Remember this is the tax and regulate bill, not the let people grow it for free bill. The reasoning behind only being able to posess an oz at a time is this. If you need to smoke more than an oz recreationally, you will have to buy it from the people who will tax you. If they don't make it difficult to grow , ( C'mon, you have to be a retard to not be able to grow an oz in a 5x5 area.) they won't make any money taxing you on what you buy.
Who this bill is good for is the occasional smoker. For hardcore fiends who smoke morning , noon and night, this will not help you.
Counties are already fighting prop 215. My county refused to support it until 2 years ago when a person I know won a 6 year court case that cost him over a 100 K and his marriage. Law enforcement happily cooperated with feds to bust med patients.
Dennis Peron:
Peron claims this is not legalization but "thinly veiled prohibition". The flyer (prepared by KC Kimber of California Cannabis Inc.) advertising the boycott lists the following points:
It limits personal possession to one ounce and cultivation to a five-by-five plot, or 25 square feet. This is guaranteed to keep law enforcement employed raiding and prosecuting people for marijuana.
It explicitly criminalizes the commercial sale, production, and cultivation of marijuana in cities and in counties that do not tax and regulate marijuana "without limitation".
It "sends the wrong message" by placing the age limit the same as alcohol, even though marijuana is much safer.
It makes public consumption illegal, creates new felonies where there were none before, and makes it illegal for parents to smoke in front of their own kids.
It will limit competition and create monopolies by preventing ordinary people from getting into the business.

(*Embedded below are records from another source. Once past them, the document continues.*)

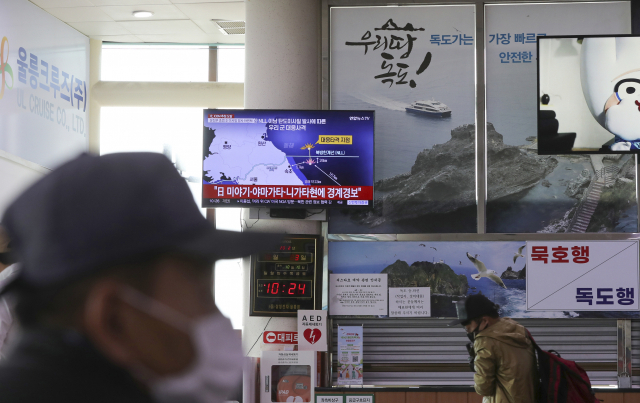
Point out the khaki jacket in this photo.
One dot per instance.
(505, 363)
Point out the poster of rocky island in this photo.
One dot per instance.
(453, 270)
(415, 66)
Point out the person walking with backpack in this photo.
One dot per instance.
(501, 354)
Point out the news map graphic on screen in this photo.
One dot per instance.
(321, 158)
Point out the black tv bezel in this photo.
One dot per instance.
(299, 206)
(577, 37)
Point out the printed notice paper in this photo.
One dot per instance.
(358, 294)
(350, 355)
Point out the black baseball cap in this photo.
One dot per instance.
(98, 211)
(473, 307)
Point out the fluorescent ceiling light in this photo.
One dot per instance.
(230, 27)
(142, 14)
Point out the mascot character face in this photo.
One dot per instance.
(610, 77)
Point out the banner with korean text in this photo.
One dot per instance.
(44, 73)
(426, 278)
(585, 276)
(528, 193)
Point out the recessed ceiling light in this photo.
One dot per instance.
(142, 14)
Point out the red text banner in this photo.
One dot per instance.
(272, 337)
(288, 192)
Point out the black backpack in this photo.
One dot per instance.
(561, 381)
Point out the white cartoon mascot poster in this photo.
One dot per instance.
(610, 76)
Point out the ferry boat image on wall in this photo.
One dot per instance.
(431, 108)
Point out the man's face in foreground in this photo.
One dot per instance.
(133, 338)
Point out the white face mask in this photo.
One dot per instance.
(217, 370)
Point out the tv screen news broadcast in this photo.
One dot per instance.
(288, 158)
(588, 94)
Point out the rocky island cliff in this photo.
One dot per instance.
(438, 276)
(511, 274)
(445, 285)
(443, 178)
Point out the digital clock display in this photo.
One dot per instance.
(287, 278)
(285, 288)
(302, 257)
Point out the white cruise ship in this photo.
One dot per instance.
(432, 108)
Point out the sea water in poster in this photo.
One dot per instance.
(544, 193)
(415, 66)
(454, 270)
(350, 355)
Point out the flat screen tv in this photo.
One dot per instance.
(588, 94)
(306, 159)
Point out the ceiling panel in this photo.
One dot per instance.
(100, 28)
(79, 14)
(222, 11)
(62, 3)
(177, 38)
(128, 2)
(177, 27)
(180, 21)
(160, 12)
(205, 1)
(118, 38)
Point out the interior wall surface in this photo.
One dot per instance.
(282, 72)
(16, 177)
(426, 351)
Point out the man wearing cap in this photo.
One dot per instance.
(114, 294)
(503, 356)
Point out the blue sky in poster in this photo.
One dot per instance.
(372, 257)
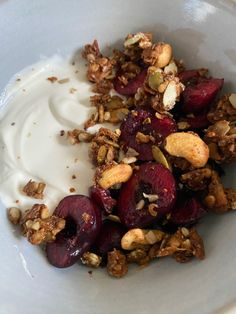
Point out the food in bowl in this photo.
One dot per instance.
(157, 171)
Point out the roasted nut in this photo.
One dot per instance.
(129, 160)
(137, 238)
(189, 146)
(216, 199)
(14, 215)
(116, 174)
(91, 259)
(171, 68)
(34, 189)
(165, 55)
(231, 197)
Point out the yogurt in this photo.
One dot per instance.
(38, 103)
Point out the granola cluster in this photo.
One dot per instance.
(156, 174)
(38, 226)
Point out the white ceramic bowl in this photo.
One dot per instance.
(202, 33)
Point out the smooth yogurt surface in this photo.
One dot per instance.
(34, 110)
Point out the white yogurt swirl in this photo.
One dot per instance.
(34, 111)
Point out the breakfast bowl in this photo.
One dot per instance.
(201, 34)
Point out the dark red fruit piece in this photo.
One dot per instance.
(186, 212)
(159, 129)
(198, 97)
(109, 237)
(102, 198)
(83, 223)
(132, 86)
(198, 121)
(151, 178)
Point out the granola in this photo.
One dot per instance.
(157, 171)
(39, 227)
(117, 265)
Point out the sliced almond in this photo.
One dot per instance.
(117, 174)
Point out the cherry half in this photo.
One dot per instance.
(83, 223)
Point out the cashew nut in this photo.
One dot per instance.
(114, 175)
(189, 146)
(137, 238)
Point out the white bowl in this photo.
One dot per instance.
(202, 33)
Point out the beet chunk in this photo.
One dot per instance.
(151, 178)
(136, 122)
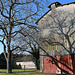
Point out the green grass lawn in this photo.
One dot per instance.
(17, 74)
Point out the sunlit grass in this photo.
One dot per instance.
(17, 74)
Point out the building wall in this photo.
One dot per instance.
(26, 65)
(59, 64)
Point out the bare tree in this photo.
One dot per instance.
(29, 43)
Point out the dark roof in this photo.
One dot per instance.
(57, 5)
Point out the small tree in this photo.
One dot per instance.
(14, 16)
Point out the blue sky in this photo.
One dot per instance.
(61, 1)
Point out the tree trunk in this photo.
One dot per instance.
(9, 68)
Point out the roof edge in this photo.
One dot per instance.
(50, 9)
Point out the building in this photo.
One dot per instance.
(57, 39)
(24, 62)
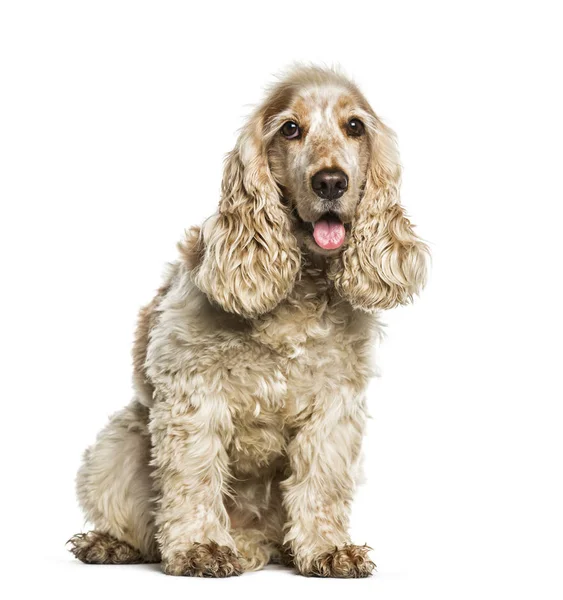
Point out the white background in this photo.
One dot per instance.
(114, 119)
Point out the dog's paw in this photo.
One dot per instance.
(345, 562)
(99, 548)
(203, 560)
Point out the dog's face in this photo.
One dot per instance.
(319, 155)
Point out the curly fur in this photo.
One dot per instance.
(242, 442)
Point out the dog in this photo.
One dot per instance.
(242, 442)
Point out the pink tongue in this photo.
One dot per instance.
(329, 234)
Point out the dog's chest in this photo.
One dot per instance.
(306, 353)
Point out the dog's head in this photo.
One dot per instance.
(314, 170)
(319, 154)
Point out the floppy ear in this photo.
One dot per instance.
(248, 256)
(385, 262)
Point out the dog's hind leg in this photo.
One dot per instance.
(114, 488)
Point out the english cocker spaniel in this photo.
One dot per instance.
(241, 444)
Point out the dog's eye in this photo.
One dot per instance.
(355, 127)
(290, 130)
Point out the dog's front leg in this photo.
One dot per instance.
(323, 457)
(190, 432)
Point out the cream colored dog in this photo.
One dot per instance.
(241, 444)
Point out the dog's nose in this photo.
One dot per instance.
(329, 184)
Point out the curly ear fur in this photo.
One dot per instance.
(250, 257)
(385, 262)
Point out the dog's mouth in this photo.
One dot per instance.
(328, 232)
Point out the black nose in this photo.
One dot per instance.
(329, 184)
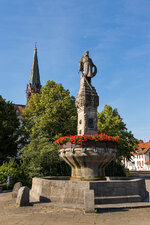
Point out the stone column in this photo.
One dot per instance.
(87, 102)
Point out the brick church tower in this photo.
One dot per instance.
(34, 84)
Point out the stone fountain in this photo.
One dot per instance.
(87, 183)
(88, 162)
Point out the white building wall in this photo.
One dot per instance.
(138, 162)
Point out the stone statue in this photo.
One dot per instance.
(86, 67)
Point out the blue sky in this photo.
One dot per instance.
(116, 33)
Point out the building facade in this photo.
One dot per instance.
(141, 158)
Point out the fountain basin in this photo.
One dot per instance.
(88, 163)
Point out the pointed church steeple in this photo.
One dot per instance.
(34, 85)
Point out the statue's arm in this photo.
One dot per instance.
(95, 68)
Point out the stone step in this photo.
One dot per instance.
(117, 199)
(123, 206)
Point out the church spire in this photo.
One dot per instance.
(34, 85)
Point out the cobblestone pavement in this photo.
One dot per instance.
(45, 215)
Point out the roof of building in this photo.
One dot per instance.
(142, 147)
(34, 80)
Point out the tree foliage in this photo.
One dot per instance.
(111, 123)
(48, 115)
(51, 113)
(9, 125)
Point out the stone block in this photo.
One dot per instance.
(89, 201)
(16, 188)
(23, 196)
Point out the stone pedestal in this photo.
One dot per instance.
(87, 102)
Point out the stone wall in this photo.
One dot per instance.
(72, 192)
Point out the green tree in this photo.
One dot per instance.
(9, 126)
(48, 115)
(51, 113)
(42, 159)
(111, 123)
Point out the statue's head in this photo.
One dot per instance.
(86, 53)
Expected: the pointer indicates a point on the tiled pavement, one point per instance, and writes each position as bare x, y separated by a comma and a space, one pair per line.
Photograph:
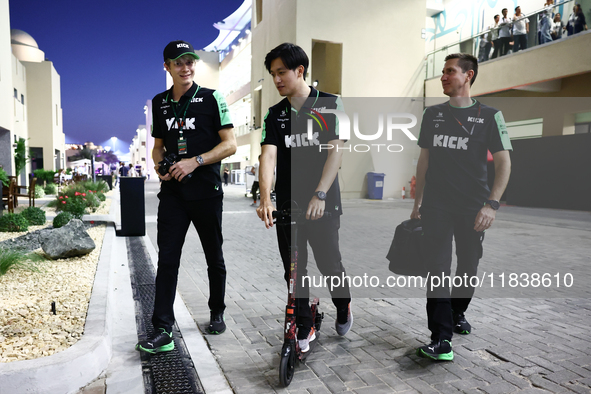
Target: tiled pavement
532, 342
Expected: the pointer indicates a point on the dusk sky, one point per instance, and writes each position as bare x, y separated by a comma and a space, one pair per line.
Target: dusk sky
109, 55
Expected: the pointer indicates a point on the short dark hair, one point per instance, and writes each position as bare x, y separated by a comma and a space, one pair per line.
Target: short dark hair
291, 55
466, 62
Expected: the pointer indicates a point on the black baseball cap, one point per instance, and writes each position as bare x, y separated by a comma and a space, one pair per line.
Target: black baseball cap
176, 49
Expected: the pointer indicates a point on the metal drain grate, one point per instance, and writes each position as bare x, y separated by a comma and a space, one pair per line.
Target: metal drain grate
164, 373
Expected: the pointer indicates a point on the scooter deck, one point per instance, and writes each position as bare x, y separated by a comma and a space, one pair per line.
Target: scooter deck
313, 344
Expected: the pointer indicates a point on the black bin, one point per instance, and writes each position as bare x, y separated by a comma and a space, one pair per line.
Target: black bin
106, 178
133, 206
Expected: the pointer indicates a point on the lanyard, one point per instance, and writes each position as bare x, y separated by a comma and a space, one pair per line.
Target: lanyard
181, 123
460, 123
296, 111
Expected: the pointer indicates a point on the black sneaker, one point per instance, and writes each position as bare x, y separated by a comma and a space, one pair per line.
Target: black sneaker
344, 320
461, 326
437, 350
216, 323
162, 342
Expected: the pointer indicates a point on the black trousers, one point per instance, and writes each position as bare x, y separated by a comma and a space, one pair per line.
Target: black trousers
520, 42
497, 45
174, 217
323, 237
439, 228
505, 45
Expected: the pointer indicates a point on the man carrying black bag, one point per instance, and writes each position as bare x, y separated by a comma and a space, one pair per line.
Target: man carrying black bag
453, 199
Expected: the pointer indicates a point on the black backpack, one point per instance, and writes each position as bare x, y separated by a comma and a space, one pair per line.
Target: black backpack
406, 252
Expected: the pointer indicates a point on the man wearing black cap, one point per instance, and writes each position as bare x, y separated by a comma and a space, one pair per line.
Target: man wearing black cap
193, 123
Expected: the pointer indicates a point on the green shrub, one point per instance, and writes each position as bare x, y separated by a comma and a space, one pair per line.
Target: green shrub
79, 196
98, 186
4, 178
51, 188
39, 192
35, 216
10, 258
43, 175
13, 222
62, 219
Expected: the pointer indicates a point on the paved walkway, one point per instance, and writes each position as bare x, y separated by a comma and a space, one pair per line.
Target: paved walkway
535, 341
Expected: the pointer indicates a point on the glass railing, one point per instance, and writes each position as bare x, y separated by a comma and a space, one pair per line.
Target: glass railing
486, 45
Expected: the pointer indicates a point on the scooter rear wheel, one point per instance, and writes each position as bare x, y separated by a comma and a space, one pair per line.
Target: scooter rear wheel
287, 366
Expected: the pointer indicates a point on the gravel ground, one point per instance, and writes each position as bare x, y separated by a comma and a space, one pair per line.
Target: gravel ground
28, 328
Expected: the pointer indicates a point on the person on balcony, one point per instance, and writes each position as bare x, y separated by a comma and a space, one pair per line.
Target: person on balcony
520, 30
505, 32
547, 16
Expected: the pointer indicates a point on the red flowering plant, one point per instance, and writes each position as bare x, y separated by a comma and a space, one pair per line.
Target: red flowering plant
80, 198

It should be noted that Oakland has limited the number of medical marijuana dispensaries that may operate in that city to four, and that they each pay $30,000 per year for a business license. Further, that these four dispensaries were the proponents of Measure F, which increased the tax medical marijuana patients pay in Oakland for medicine from $1.20 per $1,000 to $18 per $1,000; a total increase of about $350,000 paid in taxes on the cost of medicine by the sick and dying in Oakland per year. Additionally, they intend to spend $1 million on the signature drive to get their tax and regulate initiative on the ballot.
This adds up to the sick and dying in Oakland paying $120,000 per year for business licenses, $350,000 in taxes, and $1 million for a signature drive to tax and regulate them and their medicine. This is on top of the several hundred dollars each one has to pay every year for their recommendation and county identification card.
So, yes, having read it, contemplated it, asked questions and carefully read the answers through email with the proponents, I am voting against it.